Based on the foregoing, we decline to overturn the Service's manifestly reasonable interpretation of § 251.50(a) and (c) to require a special use permit for helicopter landings on NFS land. The agency's interpretation comports with the language of the regulations and advances the legitimate regulatory goal of public safety.
C. The Service's Denial of Everett's Permit Request
Having concluded that the Service reasonably interpreted its regulations to govern Everett's proposed use of the Sawtooth, we next confront Everett's argument that the Service arbitrarily and capriciously denied his request for a special use permit. The Service based its denial on considerations supported by both the regulations and the Manual.

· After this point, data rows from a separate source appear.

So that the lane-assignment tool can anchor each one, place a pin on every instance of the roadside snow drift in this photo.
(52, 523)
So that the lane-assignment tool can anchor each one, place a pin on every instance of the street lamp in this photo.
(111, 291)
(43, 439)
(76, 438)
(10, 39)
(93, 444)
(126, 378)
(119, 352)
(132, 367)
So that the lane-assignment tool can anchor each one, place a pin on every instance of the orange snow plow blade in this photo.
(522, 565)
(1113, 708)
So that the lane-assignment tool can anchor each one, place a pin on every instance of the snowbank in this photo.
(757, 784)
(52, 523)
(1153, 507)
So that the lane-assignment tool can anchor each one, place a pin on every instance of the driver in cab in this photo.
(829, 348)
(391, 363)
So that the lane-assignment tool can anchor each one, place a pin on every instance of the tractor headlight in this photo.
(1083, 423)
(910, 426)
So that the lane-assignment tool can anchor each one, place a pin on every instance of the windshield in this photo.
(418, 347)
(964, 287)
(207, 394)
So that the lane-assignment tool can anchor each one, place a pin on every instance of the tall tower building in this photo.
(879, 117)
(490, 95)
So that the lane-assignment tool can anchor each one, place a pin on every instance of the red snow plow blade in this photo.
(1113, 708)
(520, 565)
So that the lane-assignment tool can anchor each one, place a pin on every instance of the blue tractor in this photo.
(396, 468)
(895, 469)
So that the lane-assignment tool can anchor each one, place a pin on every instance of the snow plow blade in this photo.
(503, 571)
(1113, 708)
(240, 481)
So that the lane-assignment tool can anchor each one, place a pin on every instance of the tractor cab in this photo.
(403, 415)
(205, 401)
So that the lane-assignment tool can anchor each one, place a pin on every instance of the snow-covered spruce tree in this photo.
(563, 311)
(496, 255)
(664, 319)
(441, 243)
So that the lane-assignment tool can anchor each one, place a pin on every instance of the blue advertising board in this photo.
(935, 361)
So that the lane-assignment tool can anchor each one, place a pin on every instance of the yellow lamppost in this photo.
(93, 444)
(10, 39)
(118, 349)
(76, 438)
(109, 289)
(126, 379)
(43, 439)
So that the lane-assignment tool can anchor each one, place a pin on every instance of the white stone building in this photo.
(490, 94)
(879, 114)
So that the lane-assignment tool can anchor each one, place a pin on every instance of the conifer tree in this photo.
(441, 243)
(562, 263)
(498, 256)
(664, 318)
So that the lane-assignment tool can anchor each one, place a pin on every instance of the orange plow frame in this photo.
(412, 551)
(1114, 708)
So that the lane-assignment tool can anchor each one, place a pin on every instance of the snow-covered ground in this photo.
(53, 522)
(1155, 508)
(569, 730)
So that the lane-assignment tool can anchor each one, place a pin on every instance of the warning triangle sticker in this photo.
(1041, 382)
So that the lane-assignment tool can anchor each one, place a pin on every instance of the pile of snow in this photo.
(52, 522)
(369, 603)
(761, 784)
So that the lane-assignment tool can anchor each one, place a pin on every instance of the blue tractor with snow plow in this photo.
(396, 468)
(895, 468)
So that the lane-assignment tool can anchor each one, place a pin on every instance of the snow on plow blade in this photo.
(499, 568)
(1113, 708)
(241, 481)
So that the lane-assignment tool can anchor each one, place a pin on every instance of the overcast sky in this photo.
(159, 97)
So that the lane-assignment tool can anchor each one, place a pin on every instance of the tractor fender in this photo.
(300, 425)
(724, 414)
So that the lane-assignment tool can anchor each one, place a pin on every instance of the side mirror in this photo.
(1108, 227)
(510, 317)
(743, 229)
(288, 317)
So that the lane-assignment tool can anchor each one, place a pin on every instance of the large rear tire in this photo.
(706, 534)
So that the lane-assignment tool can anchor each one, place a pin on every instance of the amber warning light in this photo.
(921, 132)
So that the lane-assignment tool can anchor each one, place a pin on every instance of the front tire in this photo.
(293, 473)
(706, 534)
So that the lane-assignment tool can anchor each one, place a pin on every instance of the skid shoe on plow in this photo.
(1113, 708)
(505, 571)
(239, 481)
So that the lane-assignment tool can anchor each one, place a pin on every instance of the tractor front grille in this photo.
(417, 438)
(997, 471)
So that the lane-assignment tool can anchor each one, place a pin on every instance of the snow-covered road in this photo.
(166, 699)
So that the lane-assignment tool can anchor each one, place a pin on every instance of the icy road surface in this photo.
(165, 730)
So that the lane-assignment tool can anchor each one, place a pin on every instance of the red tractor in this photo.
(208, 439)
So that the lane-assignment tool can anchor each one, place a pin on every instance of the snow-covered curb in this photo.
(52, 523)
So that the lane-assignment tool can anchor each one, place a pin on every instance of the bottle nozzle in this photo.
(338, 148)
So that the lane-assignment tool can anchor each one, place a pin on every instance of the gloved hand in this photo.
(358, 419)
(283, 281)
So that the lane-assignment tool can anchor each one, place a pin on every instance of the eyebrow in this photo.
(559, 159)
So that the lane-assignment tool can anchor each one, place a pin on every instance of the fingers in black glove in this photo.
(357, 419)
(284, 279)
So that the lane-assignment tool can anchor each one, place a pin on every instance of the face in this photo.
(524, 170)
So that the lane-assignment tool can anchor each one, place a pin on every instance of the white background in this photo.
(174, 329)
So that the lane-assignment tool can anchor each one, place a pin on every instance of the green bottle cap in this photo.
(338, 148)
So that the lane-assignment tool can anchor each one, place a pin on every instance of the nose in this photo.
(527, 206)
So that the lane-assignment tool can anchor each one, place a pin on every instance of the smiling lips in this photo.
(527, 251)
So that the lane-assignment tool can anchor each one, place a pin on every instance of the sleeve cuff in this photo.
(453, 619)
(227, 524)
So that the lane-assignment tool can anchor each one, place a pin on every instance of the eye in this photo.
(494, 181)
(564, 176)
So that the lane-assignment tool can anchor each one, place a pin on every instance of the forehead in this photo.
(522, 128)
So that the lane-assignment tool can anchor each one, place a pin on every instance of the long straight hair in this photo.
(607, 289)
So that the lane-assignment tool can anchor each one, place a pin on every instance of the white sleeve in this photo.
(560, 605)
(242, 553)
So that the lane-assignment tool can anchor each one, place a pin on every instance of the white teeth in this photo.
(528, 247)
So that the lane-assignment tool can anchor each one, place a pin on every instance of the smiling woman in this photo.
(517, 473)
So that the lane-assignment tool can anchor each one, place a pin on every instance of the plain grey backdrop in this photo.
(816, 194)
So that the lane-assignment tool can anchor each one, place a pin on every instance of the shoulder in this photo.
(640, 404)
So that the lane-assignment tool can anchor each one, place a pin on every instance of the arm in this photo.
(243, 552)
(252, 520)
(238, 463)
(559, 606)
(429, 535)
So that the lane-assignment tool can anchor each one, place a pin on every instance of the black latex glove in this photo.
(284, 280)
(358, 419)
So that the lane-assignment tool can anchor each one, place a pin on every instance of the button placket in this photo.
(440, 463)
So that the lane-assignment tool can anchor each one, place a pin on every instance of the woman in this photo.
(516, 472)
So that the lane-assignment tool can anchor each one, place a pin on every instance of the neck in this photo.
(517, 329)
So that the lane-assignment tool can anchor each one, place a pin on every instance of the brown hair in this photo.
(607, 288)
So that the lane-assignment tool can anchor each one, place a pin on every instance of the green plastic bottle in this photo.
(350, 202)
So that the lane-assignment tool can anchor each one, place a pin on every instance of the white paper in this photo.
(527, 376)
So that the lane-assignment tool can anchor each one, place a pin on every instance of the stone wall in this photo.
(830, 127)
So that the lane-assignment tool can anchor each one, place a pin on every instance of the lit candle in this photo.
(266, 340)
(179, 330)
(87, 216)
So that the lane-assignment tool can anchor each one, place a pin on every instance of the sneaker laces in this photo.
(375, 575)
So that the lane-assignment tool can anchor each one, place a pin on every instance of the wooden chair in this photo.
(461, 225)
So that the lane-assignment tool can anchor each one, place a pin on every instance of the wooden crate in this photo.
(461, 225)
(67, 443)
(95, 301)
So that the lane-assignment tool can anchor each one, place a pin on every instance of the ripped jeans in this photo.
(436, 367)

See 36 C.F.R. § 251.54(i)(2); U.S. FOREST SERVICE, supra, § 2703.2. Everett now contends that it was improper for the Service to consider factors set forth in the Manual in rendering its decision. We disagree.
Everett relies solely on Western Radio Services Co. v. Espy, 79 F.3d 896 (9th Cir.1996), in which a company challenged the Service's issuance of a special use permit to a competitor company, alleging, inter alia, that the Service failed to follow the guidelines in its Manual. See id. at 900. Western Radio, however, is inapposite. There, the court did not find that the Manual was an inappropriate source of guidance, but rather found that the Manual does "not have the independent force and effect of law." Id. at 901. The Ninth Circuit's holding that a third party cannot sue to require the Service to comply with Manual criteria, see id. at 901-02, does not support Everett's position before this court. To the contrary, Western Radio explicitly acknowledged the Manual's role in establishing "guidelines for the exercise of the Service's prosecutorial discretion." Id. at 901. Thus, in denying Everett's permit request, the Service properly considered criteria articulated in both the regulations and the Manual interpreting those regulations.
In a last ditch effort, Everett also contends that, even if the Service applied the proper criteria in evaluating his permit request, it applied those criteria "incorrectly." Appellant's Brief at 23. This argument, however, is plainly without merit. Everett cannot maintain in earnest that the factors upon which the Service relied do not reasonably support its denial of his application. At bottom, Everett seeks use of the public lands for more convenient access to his own private vacation home--a use that is neither necessary for his enjoyment of his property nor in the public interest. Thus, the Service's conclusion in this regard was not arbitrary and capricious.
We hold that the Service's interpretation of 36 C.F.R. § 251.50(a) and (c) is clearly reasonable, and that the Service applied appropriate criteria in denying Everett's permit request. Accordingly, the District Court's grant of summary judgment in favor of the Service is affirmed.